灵均看着她,仿佛洞察了她眼神后的心思,忽地笑了起来:“胧月,你希望我杀了你,是不是?你希望能死在我手上,希望这就是我们之间的终结,对不对?我偏不会让你如愿以偿!
他的语气恶毒而轻蔑,似是想要用一字一句将这个女子踩入尘埃里。
“我们之间不会有什么终结。
“因为,我们之间什么都没有,甚至从未有开始——这一切,从头到尾,只不过是你这个贱人一厢情愿的痴心妄想而已!
“我才不会杀你,因为你根本不值得我动手。”
一边说着,他一边将手里的胧月往地上一扔,转身往台下走去。那条被击毙的双头蟒蛇也复活了,游动而来,匍匐在他的脚下,等待主人。
胧月跌落在高台下,微弱地喘息着,脸色惨白如死。
在拜月教主的示意下,败落者全身而退,乘坐着双头蟒蛇离开。然而,当他踏上坐骑,往月宫外疾驰而去时,却忽然间仿似撞到了一堵无形的墙!一道白光迎面而起,双头蟒蛇发出一声低吼,往后弹开,宛如被雷电劈中。
“胧月!”那一刻,明河教主惊呼起来。
——是的,这一次,施展术法困住灵均的,居然是胧月!
“你这就想走?呵呵……”那个被扔到地上的女子唇角滴着血,从尘埃里抬起头,冷冷地看着他们。她咬断了舌尖,双手沾着血在地上画出了一个符咒,吃力地站了起来,眼神忽然变得极其可怖。
灵均冷笑:“凭着你那点灵力,还能困住我?”
他一挥手,只听凭空一声脆响,面前的结界应手碎裂。胧月猛然摇晃了一下,吐出了一口鲜血,脸色苍白,摇摇欲坠。
“螳臂当车。”他冷然扔下一句,踏步离开。
“我是不会让你就这样离开的!”然而,她却飞掠过去,拦住了他,宛如梦呓,“你知道吗?我等这一天,已经等了很久了……”
她伸出手来,十指上也在滴着血。
“从一开始,我知道你必然不会让我一直这样跟着你的……或者,我也无法容许自己一辈子就这样不明不白地跟着你。我们之间,必然有一个终结。

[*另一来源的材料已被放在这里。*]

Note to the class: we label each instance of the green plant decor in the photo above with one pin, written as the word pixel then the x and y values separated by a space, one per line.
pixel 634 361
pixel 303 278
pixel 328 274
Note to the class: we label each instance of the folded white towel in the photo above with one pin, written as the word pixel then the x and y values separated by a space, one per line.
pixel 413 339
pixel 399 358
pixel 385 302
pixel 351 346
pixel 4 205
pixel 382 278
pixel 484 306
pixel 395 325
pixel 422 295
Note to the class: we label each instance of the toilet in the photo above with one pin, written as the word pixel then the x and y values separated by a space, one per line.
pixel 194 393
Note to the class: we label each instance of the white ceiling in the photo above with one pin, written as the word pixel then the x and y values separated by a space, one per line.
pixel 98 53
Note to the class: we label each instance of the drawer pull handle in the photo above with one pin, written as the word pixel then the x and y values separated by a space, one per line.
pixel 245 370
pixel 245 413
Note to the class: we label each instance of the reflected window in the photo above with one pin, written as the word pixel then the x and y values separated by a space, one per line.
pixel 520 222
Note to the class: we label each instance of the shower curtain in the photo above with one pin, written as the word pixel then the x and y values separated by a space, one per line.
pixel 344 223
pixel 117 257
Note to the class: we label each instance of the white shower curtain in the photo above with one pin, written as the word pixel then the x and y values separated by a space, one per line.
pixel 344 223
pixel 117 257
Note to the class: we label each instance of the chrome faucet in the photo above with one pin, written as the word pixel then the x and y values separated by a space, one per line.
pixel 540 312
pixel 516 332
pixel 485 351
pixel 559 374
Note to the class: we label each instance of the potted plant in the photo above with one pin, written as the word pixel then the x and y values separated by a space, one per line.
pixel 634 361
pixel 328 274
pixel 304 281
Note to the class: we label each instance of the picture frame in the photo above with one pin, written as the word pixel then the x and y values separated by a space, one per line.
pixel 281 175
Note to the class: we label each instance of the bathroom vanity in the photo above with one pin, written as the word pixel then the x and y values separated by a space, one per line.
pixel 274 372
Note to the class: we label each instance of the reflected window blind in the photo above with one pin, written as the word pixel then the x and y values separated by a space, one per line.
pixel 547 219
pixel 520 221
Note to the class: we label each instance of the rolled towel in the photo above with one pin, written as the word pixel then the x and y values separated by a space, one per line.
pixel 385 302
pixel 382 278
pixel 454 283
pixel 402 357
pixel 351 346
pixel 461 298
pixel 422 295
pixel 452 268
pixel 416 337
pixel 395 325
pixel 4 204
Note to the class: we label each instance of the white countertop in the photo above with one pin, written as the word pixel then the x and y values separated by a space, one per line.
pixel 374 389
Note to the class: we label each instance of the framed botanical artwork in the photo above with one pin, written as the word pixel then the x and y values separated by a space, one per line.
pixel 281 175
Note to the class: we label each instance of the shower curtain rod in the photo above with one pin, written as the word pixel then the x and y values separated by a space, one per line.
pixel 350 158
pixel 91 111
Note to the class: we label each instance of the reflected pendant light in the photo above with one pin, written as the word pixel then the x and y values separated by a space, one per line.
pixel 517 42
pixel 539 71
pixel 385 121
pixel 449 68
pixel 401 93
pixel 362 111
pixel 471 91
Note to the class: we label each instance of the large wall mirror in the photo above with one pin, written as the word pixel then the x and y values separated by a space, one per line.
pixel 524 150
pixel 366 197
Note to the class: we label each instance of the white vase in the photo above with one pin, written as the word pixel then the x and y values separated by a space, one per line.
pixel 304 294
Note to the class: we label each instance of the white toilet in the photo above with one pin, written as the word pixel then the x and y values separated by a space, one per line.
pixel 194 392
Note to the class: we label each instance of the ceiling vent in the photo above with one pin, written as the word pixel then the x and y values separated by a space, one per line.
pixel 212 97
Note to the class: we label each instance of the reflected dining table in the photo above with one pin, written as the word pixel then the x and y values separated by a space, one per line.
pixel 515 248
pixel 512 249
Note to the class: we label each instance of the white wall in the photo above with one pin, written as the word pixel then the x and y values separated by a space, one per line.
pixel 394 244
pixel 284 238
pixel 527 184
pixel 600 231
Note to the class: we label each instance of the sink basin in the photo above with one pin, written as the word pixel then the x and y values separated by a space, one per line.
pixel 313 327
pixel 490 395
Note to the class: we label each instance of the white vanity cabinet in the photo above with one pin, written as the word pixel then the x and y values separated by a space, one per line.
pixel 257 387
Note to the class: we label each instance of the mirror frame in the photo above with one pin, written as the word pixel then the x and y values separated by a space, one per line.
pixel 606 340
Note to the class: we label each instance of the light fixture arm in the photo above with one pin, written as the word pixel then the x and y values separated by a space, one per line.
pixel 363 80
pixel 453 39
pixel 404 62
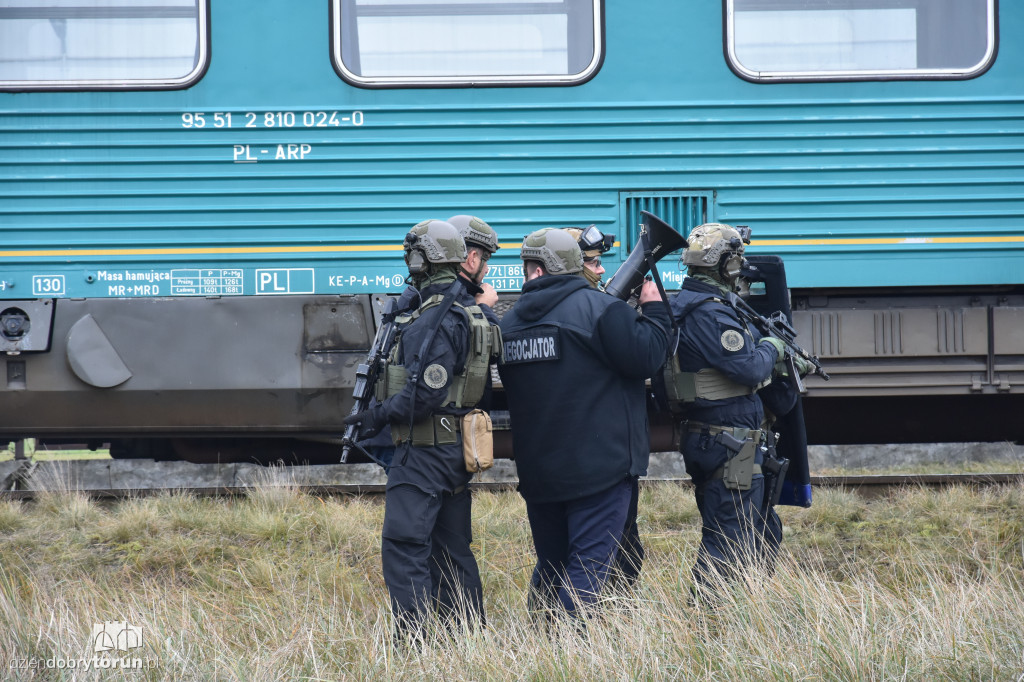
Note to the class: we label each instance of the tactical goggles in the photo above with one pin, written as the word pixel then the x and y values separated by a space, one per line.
pixel 592 239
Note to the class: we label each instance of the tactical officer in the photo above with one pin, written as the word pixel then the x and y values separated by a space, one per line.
pixel 721 364
pixel 573 372
pixel 435 374
pixel 481 243
pixel 593 244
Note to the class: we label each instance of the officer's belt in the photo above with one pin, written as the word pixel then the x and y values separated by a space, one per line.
pixel 434 430
pixel 736 432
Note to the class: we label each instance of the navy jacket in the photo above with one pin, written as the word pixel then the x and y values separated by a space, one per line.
pixel 713 336
pixel 573 371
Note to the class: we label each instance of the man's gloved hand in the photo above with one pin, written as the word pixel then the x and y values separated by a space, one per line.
pixel 369 421
pixel 777 343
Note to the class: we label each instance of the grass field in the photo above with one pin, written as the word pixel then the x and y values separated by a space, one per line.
pixel 283 586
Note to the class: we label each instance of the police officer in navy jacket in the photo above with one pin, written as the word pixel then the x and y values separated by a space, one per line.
pixel 730 367
pixel 573 371
pixel 425 548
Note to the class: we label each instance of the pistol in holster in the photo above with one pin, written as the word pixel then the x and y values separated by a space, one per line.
pixel 737 473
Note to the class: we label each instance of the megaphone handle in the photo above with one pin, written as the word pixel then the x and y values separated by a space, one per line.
pixel 645 237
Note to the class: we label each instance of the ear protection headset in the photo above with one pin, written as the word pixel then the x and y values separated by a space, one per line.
pixel 414 256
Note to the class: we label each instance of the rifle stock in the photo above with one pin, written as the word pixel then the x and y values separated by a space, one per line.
pixel 366 378
pixel 777 326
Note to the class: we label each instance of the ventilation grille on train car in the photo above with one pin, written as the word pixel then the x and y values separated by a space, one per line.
pixel 684 211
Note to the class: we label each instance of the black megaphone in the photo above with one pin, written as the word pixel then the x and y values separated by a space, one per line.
pixel 663 240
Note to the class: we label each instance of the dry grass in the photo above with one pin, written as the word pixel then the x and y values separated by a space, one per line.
pixel 282 586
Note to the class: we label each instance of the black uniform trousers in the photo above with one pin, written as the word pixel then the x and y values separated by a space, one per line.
pixel 734 531
pixel 577 542
pixel 426 556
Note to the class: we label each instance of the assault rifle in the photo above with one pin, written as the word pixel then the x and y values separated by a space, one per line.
pixel 366 379
pixel 777 326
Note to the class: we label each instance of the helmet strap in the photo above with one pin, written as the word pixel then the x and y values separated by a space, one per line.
pixel 711 275
pixel 436 273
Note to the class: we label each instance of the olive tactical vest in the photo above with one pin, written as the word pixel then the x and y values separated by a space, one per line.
pixel 466 388
pixel 683 388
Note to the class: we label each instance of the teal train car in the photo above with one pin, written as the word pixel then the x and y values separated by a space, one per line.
pixel 202 202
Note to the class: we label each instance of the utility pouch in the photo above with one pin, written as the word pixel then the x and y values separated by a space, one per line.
pixel 477 440
pixel 738 470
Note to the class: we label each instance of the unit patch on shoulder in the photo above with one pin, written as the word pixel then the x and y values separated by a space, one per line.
pixel 435 376
pixel 732 340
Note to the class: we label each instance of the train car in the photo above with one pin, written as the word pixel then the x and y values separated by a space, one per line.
pixel 202 202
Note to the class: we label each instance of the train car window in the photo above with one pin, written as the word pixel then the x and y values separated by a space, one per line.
pixel 101 44
pixel 381 43
pixel 782 40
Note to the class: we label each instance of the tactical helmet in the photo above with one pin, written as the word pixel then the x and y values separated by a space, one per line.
pixel 591 241
pixel 475 231
pixel 710 242
pixel 438 241
pixel 555 249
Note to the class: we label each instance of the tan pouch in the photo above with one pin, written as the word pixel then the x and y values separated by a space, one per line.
pixel 477 440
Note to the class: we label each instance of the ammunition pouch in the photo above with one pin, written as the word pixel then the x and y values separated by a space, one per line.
pixel 737 472
pixel 434 430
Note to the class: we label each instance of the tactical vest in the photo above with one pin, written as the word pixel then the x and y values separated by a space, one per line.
pixel 466 389
pixel 683 388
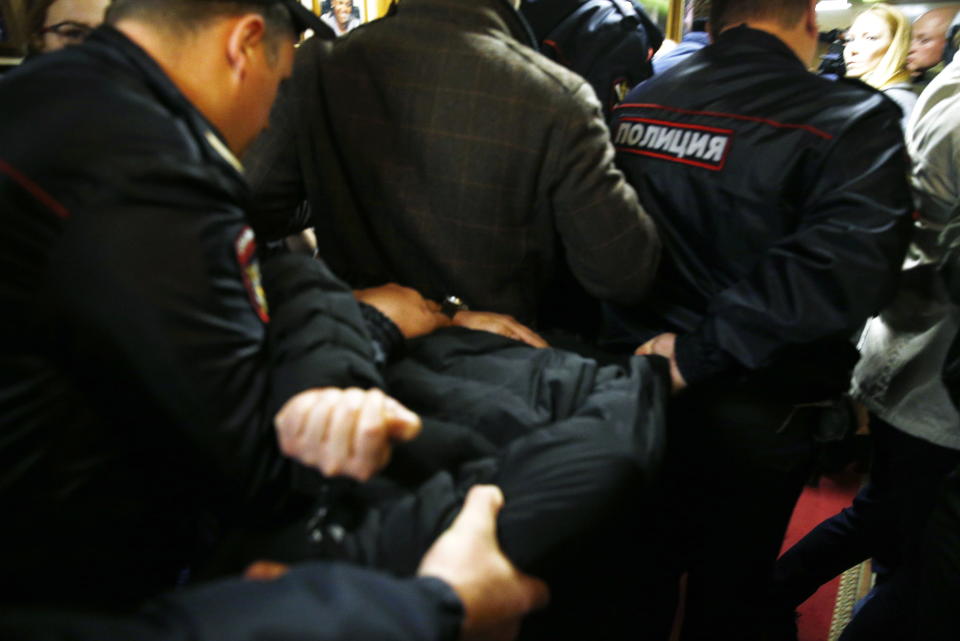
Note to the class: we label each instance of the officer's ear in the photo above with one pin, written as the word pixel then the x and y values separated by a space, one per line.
pixel 244 38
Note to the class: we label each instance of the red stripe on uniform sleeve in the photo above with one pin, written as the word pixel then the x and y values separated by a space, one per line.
pixel 34 189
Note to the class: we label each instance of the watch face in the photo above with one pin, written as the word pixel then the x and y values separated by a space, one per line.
pixel 451 305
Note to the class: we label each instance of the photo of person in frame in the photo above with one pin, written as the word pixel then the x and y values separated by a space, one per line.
pixel 341 15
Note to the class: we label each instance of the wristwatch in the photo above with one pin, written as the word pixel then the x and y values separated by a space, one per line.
pixel 453 304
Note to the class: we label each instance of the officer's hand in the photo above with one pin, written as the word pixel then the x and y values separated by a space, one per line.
pixel 499 324
pixel 344 432
pixel 411 312
pixel 664 345
pixel 495 595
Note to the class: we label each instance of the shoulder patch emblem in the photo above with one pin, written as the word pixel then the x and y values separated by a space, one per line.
pixel 697 145
pixel 246 246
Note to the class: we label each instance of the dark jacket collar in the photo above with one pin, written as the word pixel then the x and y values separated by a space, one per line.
pixel 745 41
pixel 498 15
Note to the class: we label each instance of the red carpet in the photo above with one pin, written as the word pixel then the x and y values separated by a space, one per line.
pixel 815 505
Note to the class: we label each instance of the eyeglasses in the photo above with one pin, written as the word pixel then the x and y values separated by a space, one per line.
pixel 69 31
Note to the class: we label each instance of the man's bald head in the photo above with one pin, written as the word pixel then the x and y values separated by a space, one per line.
pixel 929 39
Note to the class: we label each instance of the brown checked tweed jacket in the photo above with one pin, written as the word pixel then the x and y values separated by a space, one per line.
pixel 437 149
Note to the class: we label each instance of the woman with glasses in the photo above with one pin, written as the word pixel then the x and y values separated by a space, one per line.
pixel 54 24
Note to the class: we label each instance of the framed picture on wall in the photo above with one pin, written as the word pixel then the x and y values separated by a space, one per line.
pixel 342 15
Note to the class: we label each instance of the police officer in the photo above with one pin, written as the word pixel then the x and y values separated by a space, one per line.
pixel 783 203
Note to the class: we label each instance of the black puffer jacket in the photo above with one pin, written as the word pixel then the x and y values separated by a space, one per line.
pixel 140 366
pixel 783 201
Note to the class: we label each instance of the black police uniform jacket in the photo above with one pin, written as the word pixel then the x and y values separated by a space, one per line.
pixel 783 202
pixel 141 367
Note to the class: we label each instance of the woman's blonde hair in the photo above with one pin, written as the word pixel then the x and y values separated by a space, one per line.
pixel 892 68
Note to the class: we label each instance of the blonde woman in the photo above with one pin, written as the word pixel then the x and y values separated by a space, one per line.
pixel 876 53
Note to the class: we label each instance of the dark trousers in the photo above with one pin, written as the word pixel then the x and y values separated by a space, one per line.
pixel 736 465
pixel 885 522
pixel 939 576
pixel 576 500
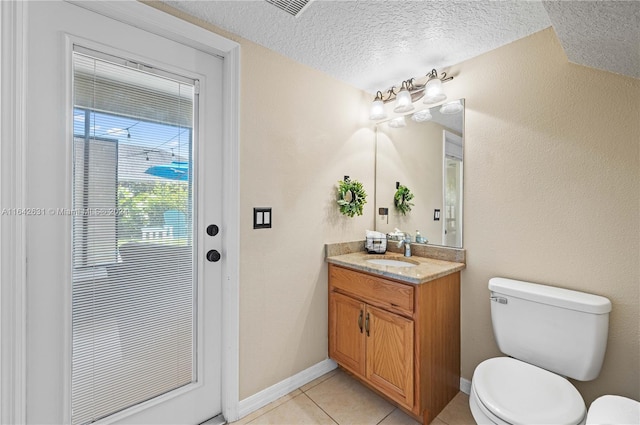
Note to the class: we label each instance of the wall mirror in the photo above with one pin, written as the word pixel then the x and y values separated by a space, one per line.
pixel 426 156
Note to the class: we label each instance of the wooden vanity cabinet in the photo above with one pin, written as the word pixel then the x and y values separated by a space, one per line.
pixel 400 339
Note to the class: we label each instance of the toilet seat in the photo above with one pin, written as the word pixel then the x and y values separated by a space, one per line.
pixel 519 393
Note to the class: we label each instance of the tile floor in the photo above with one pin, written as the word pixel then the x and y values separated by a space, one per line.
pixel 337 398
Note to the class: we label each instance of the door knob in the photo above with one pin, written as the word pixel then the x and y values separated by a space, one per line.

”曾经和他出生入死的侍女走到他面前,轻声道,一字一句,“这些年来,我无时无刻不在等待着这一天。”
她笑着,忽然间抬起手。
灵均以为她要施咒,然而胧月却只是抬起手,手指轻轻一钩,解开了自己的衣带,外面的香云纱罩衫飘然落地,露出了里面的贴身小衣。
那一刻,所有人都露出了震惊的表情,不知道这个女子到底要干什么。
胧月抬起头,看着灵均:“你,还认得这件衣服吗?”
面具后的眼睛微微闪了一下,露出了茫然的神色。
她笑了起来,声音凄凉:“是啊,我知道你肯定是忘记了……这件衣服,是用你当年那件袍子改的,连上面的每一颗扣子都保留着——在我十五岁那年被你们从蟒蛇腹中救出来时,你曾给我披了你的衣服。你记得吗?”
那一刻,灵均沉默下来。
“我一直贴身穿着这件衣服。这些年来,每当我觉得没有勇气再继续陪你走下去的时候,裹着它,就会觉得略微还有一些温暖存在。”胧月喃喃说着,语气渐渐变得无限低回,“可惜,到了今天,就连这最后的一点念想,也灰飞烟灭了。”
一边说着,她双臂微微一振,身上那一件旧衣忽然片片碎裂!
那一刻,所有人失声惊呼。包括灵均。
——带着体温的小衣化为无数白蝶,在风里四散,露出洁净如玉的身体。然而,这一具赤裸的身体上,竟然画满了符咒!
“看到了吗?”她在他们面前缓缓转动身体,“这上面的每一处,都是我用针尖沾了朱砂,一针一针刺入身体里绘上去的!你应该看出来了吧?这么做,是为了困住一个东西。我身体里的东西。”
灵均眼神也缓缓地变了:“你……把自己变成了一个‘容器’?”
胧月微微笑着,声音轻而冷:“是的,这些年来,我在自己的身体里,养了一只蛊王!”
那一刻,拜月教主倒吸了一口冷气。
不可能……以血肉之身饲养蛊王,这是拜月教里都早已失传的古老禁咒!
胧月惨然一笑:“是的,到了今天,我要放出这只蛊王了……你想看看我倾尽所有用血肉饲养出的蛊王,到底是什么样的吗?”
一边说着,她一边抬起手指,唰地插入了自己心口!
“不!”那一刻,灵均脱口惊呼,竟然下意识地往前冲了一步。
然而,已经来不及了。就在他的面前,那个女子撕裂了自己的胸口!那一刻,血从她身体里流了出来,沿着满身刺着的花纹流淌,在一瞬间,她全身如同画上了血红色的符咒!——当身体破碎时,鲜血忽然燃烧,如同红莲盛开。在血化成的火里,有什么从她的胸口里蠕蠕而动,破体而出!
她笑着,张开双臂向着他走过去:“来!”
那一刻,灵均竟然往后退了一步。
他吹响了笛子,地上的双头巨蟒如电般飞起,咬住了赤裸的女子,两个头分别咬住她左右肩膀,向着两边扯开。然而只是一瞬间,那条巨蟒就发出了一声嘶吼,高高地弹起,飞向夜空——黑夜里,巨蟒全身扭曲,红色的火焰从它身体里透出,尚未落地,就把它生生燃为灰烬!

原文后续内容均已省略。